Article ID Journal Published Year Pages File Type
1067029 Alcohol 2011 11 Pages PDF
Abstract
Many intracellular proteins and signaling cascades contribute to the ethanol sensitivity of native N-methyl-d-aspartate receptors (NMDARs). One putative protein is the serine/threonine kinase, protein kinase C (PKC). The purpose of this study was to assess if PKC modulates the ethanol sensitivity of native NMDARs expressed in primary cultured cerebellar granule cells (CGCs). With the whole-cell patch-clamp technique, we assessed if ethanol inhibition of NMDA-induced currents (INMDA) (100 μM NMDA plus 10 μM glycine) were altered in CGCs in which the novel and classical PKC isoforms were activated by phorbol-12-myristate-13-acetate (PMA). Percent inhibition by 10, 50, or 100 mM ethanol of NMDA-induced steady-state current amplitudes (ISS) or peak current amplitudes (IPk) of NMDARs expressed in CGCs in which PKC was activated by a 12.5 min, 100 nM PMA exposure at 37°C did not differ from currents obtained from receptors contained in control cells.

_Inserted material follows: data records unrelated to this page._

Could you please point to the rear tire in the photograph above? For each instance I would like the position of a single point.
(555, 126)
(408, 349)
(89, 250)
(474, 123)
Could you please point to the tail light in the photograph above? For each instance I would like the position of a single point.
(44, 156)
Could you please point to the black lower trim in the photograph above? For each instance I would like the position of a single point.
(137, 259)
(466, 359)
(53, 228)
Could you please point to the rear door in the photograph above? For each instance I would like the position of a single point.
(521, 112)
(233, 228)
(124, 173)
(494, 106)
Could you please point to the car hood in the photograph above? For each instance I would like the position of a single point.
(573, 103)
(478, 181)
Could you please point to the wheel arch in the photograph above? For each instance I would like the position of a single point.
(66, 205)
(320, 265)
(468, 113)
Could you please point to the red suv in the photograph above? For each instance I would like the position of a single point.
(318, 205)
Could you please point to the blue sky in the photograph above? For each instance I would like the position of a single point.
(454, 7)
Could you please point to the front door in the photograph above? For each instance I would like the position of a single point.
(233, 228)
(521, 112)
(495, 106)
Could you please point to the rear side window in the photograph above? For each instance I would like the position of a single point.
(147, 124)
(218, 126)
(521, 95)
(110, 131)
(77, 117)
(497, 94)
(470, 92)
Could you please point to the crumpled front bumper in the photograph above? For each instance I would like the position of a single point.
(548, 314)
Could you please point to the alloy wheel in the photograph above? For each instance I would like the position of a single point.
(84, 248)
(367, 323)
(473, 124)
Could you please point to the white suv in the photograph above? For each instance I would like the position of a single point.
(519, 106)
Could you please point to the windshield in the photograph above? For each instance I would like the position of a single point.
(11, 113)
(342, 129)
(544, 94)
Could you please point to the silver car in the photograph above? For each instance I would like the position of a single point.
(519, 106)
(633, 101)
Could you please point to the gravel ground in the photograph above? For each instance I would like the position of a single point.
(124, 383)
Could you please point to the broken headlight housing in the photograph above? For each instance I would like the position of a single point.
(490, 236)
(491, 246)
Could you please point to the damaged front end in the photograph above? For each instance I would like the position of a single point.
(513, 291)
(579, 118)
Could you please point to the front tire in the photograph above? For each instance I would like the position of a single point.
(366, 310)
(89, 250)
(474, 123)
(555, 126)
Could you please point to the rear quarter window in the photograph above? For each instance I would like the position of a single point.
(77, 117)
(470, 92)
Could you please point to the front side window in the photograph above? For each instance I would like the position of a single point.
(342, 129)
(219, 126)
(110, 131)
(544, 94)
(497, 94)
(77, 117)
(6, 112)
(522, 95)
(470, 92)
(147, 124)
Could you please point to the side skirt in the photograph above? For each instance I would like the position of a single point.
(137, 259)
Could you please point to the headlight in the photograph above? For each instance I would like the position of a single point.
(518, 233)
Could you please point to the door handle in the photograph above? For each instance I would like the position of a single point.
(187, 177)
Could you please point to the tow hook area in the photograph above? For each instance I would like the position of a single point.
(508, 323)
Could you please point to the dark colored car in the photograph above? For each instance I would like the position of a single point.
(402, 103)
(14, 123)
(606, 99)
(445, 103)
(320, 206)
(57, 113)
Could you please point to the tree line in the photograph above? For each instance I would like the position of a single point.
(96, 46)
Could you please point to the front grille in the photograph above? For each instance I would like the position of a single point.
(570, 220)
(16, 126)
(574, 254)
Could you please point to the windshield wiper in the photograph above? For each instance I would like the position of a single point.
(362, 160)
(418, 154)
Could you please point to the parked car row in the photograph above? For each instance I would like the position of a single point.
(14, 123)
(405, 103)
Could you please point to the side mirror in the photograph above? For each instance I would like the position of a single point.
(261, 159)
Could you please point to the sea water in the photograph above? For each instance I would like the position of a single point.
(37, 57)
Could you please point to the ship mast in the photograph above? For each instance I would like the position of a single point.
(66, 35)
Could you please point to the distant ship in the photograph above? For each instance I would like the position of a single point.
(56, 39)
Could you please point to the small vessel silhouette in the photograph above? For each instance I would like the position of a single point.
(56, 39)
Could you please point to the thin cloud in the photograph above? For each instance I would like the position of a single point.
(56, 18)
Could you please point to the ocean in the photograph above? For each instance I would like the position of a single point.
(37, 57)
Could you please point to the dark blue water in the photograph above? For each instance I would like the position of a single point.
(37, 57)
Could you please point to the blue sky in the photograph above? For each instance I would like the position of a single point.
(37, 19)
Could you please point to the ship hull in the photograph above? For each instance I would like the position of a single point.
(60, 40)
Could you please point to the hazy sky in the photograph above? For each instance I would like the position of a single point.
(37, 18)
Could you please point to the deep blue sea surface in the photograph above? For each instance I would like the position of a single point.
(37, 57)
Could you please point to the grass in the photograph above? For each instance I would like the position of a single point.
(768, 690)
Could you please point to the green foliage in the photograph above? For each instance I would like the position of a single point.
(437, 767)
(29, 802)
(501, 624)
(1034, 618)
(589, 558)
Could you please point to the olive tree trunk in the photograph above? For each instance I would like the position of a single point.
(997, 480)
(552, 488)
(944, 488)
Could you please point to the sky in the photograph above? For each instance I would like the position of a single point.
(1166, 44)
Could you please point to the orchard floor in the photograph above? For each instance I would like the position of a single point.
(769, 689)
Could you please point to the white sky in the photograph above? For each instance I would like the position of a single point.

However, PMA-mediated augmentation of IPk in the absence of ethanol was abolished after brief applications of 10 or 1 mM ethanol coapplied with agonists, and this suppression of enhanced receptor function was observed for up to 8 min post-ethanol exposure. Because we had previously shown that PMA-mediated augmentation of INMDA of NMDARs expressed in these cells is by activation of PKCα, we assessed the effect of ethanol (1, 10, 50, and 100 mM) on PKCα activity. Ethanol decreased PKCα activity by 18% for 1 mM ethanol and activity decreased with increasing ethanol concentrations with a 50% inhibition observed with 100 mM ethanol. The data suggest that ethanol disruption of PMA-mediated augmentation of INMDA may be due to a decrease in PKCα activity by ethanol. However, given the incomplete blockade of PKCα activity and the low concentration of ethanol at which this phenomenon is observed, other ethanol-sensitive signaling cascades must also be involved.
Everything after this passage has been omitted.